The ridge over the western part of the country is responsible for the dry conditions and above-average temperatures that have fueled devastating fires in California in recent weeks, said Jeff Masters, co-founder and director of meteorology for Weather Underground, a commercial weather service headquartered in San Francisco.

“The two are correlated — where you get one extreme, it gets balanced by the opposite extreme,” Masters said.

According to the weather service, record-cold conditions are expected across the Plains, stretching to the East Coast this week. Though some records may fall in the coming days, Chenard said what’s more unusual is how much of the country will be blanketed by the Arctic air mass.
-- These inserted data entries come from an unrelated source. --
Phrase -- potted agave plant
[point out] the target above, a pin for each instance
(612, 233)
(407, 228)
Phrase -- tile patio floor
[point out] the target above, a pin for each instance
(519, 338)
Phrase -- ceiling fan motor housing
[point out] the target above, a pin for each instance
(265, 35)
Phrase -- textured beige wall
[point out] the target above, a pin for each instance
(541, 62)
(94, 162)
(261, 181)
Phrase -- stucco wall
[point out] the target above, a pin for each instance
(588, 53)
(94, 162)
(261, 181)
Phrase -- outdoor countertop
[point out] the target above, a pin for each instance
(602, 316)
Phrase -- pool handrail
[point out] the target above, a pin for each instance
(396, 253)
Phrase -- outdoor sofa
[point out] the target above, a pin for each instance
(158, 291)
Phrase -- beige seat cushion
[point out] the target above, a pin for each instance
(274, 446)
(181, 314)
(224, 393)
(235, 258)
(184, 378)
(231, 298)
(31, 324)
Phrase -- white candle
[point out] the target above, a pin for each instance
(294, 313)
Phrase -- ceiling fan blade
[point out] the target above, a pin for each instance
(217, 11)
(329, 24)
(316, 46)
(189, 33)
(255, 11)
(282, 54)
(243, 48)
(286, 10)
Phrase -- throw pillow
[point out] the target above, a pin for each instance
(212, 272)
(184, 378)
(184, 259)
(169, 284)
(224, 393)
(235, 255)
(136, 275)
“It’s not uncommon to get record lows for a specific date, but it’s not too common for it to span this large of a geographic area,” he said.

And though some seasonal variation is natural with the jet stream, there are some indications that climate change is affecting the waviness of these air currents, and their speed. A 2015 study published in the journal Environmental Research Letters found a link between rising concentrations of greenhouse gases in the atmosphere and wavier jet stream patterns, which can intensify and stretch out periods of rain, extreme heat or drought.

“We had a near-record year for Arctic sea ice melt this year, and that has probably increased the odds of this sort of behavior in the jet stream,” Masters said.

He added that he is especially interested to see if any record-lows are set for the entire month of November.

“Daily lows aren’t that hard to set — there are around 100 cities that could do that this week,” he said, “But if we set an all-time low for November this early in the season, that would be something. That would speak to the unusualness of all this.”